Australian Banks should not Shutdown Accounts of International Money Transfer Agents
H.E. Naela Chohan
Pakistan warns banking change will aid Terrorists
Pakistan is worried the shutdown of all
the accounts of international money transfer agents by Australian banks will
make it harder to stop funds being sent to terrorists.
Westpac was the last Australian bank to close remittance providers accounts in November. On Monday, however, Westpac agreed to keep open until March 31 the accounts of 24 money agents after they took out an injunction in the Federal Court aimed at delaying Westpac's move. The Federal Court has given until December 24 for any objections before approving the settlement.
Westpac said it would still close the
accounts after that date, but this would give their customers time to find
alternative arrangements. It has argued it, and banks globally, are taking a
tougher stance on compliance with anti-money laundering and counter terrorism
financing rules, which require they track the identities of the sender and
receiver of transactions.
Remittance providers typically bundle numerous small transactions together for transfer by the bank, making this hard to do. Most of the transactions are done in US dollars, but Westpac said its US "correspondent banks" had been refusing to accept such transactions. But
Pakistan High Commissioner Naela Chohan said Pakistan is worried completely shutting down the accounts may actually make it harder for them to check if money is going to terrorists and argued the banks' approach contravenes agreements by the global Financial Action Taskforce and the G20.
"This is a process of bank de-risking," she said. "You have to do it and we fully understand the need, but if you completely stop the remittances, it would be detrimental to our mutual interests.
"Australia has supported us on FATF, which we deeply appreciate.

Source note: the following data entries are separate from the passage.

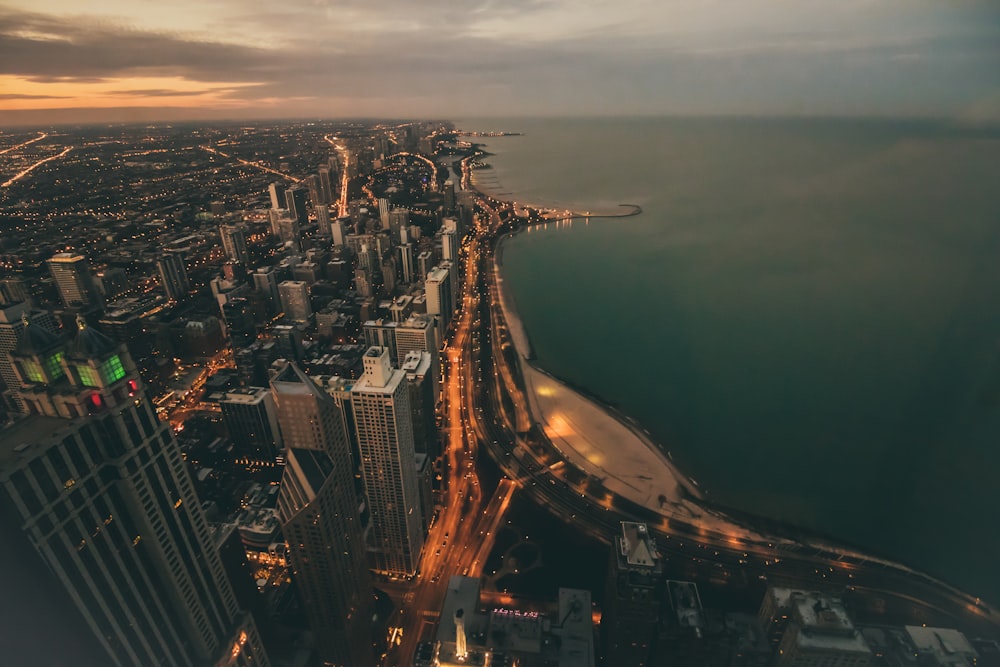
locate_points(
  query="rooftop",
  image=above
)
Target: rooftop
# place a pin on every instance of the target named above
(25, 438)
(636, 546)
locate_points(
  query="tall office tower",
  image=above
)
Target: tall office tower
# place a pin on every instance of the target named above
(406, 263)
(325, 184)
(234, 243)
(388, 272)
(289, 232)
(810, 628)
(295, 202)
(274, 216)
(381, 333)
(439, 300)
(238, 315)
(363, 283)
(277, 192)
(383, 212)
(173, 275)
(385, 439)
(418, 334)
(315, 194)
(420, 383)
(251, 419)
(368, 258)
(337, 231)
(12, 322)
(288, 342)
(100, 521)
(12, 290)
(449, 195)
(425, 262)
(265, 281)
(455, 284)
(321, 522)
(399, 221)
(72, 276)
(323, 220)
(449, 246)
(295, 300)
(631, 603)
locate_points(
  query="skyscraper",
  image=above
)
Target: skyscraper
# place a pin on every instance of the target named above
(173, 275)
(251, 419)
(439, 296)
(234, 243)
(12, 322)
(631, 603)
(325, 183)
(72, 276)
(277, 192)
(295, 202)
(315, 191)
(99, 515)
(319, 513)
(295, 300)
(385, 439)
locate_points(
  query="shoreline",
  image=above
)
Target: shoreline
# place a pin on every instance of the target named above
(700, 511)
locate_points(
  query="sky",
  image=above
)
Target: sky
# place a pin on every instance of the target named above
(114, 60)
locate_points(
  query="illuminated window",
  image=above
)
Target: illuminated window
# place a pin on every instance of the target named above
(54, 366)
(88, 376)
(112, 369)
(33, 371)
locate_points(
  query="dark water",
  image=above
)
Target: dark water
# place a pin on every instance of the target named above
(807, 313)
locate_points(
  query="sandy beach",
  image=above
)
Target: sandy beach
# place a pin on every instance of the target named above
(602, 443)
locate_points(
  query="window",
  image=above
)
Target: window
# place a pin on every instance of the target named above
(54, 366)
(112, 369)
(87, 376)
(33, 371)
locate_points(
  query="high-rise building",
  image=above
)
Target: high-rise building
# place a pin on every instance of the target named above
(399, 222)
(385, 439)
(173, 275)
(12, 322)
(100, 521)
(406, 263)
(425, 263)
(381, 333)
(251, 419)
(449, 246)
(323, 220)
(439, 296)
(383, 212)
(420, 382)
(234, 243)
(321, 522)
(325, 183)
(631, 602)
(315, 194)
(265, 281)
(277, 192)
(289, 231)
(72, 276)
(449, 195)
(812, 628)
(337, 232)
(295, 202)
(294, 296)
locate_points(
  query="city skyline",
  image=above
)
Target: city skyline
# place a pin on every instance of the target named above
(62, 63)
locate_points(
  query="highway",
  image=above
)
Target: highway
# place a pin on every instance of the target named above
(486, 413)
(500, 417)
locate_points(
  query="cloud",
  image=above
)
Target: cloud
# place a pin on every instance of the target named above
(452, 57)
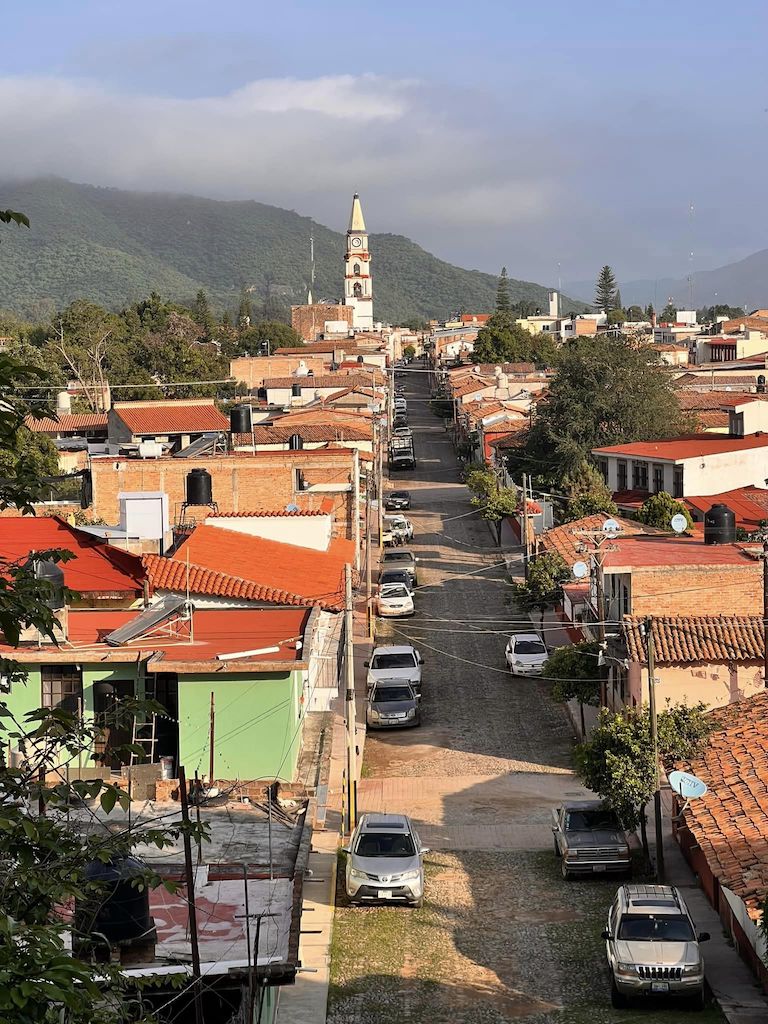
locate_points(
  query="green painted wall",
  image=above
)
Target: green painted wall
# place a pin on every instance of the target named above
(257, 732)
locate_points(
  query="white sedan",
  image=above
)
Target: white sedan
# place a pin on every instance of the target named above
(525, 654)
(394, 601)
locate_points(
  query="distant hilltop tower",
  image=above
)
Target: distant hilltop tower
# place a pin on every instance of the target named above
(358, 292)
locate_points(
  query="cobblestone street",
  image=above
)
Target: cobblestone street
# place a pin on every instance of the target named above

But this across the board de-risking by the banks is not in line with FATF regulations. It would [also] not be in line with the decisions taken during the recent Brisbane G20 Summit, pertaining to dampening risk channels between banks and non-banks; to build more resilient financial systems and enhancing financial inclusion."
She said Pakistan had strict controls to monitor transactions, including those done via remitters. "Pakistan is a frontline state in the fight against terrorism and is suffering because of retaliatory heinous terrorists attacks on civilian population including on women and children."
But banks cutting off remitters could make their customers choose alternatives that are harder to track.
"It is in our mutual interest to ensure that the communities continue to use formal channels for remittances so that this does not affect our ability to monitor funding sources," Ms Chohan added. "If the banks make it difficult, complications will arise."
She said they are working
with regulators, the banking industry and the government here to come up with
alternatives to the banks. But "if all options are blocked", she said people
who need to send money "will find alternatives that may not fall into the
systems and mechanisms for monitoring and transfer of funds".
Banks, regulators, including Austrac and the Reserve Bank, and the newly formed Australian Remittance and Currency Providers Association have been trying to nut out a way to keep money flowing through regulated institutions.
The industry has also acknowledged that some of their members are not complying with regulations. If they do not have the resources to do so, ARCPA is encouraging them to "consolidate".
The head of ARCPA, Dianne Nguyen, said
there may be a possibility that some non-bank financial institutions will take
the place of the banks, but there is no agreement so far.
In a statement, Westpac said "domestic and global banks are finding it increasingly difficult to provide banking and payment services to remittance operators due to the Australian and international regulatory landscape and the compliance requirements on the banking industry".
"We take our obligations and duties in this area extremely seriously and have invested heavily in compliance systems, specialist staff and training to ensure we meet all of our regulatory and legal requirements including our obligations to counterparty financial institutions around the world."
Australian Bankers Association acting CEO Tony Pearson said they recognise "the adverse impact this is having on people who transfer money for legitimate purposes. This is a global issue and something that needs the co-operation of governments around the world. The banking industry is committed to working with all parties involved to try and address these issues".
Munir Mohammad, the head of Sydney
Forex, which led the litigation, said 70 per cent of the money he sends goes to
Pakistan. He said there is officially about $150 million going to Pakistan from
Australia, but another $200 million gets sent via the black market. He argues
money going through them and the banks will just shift to the black market.
They had offered to Westpac to do all of their transactions in Australian dollars, which would not have involved a US correspondent bank, but he said they were told it was a "commercial decision."
"Australian dollars is one of the most accepted currencies and we have an arrangement with a Pakistani bank which are happy to accept Aussie dollars, and the same thing in India," he said.
A spokeswoman for the federal Justice Minister Michael Keenan, who is overseeing discussions, said under Australia's anti-money laundering and counter-terrorism financing regime it is up to the banks to decide whether to provide services to a particular customer based on its assessment on whether AML/CTF risks can be adequately mitigated. "Government officials have met with affected stakeholders and the major banks to discuss this issue."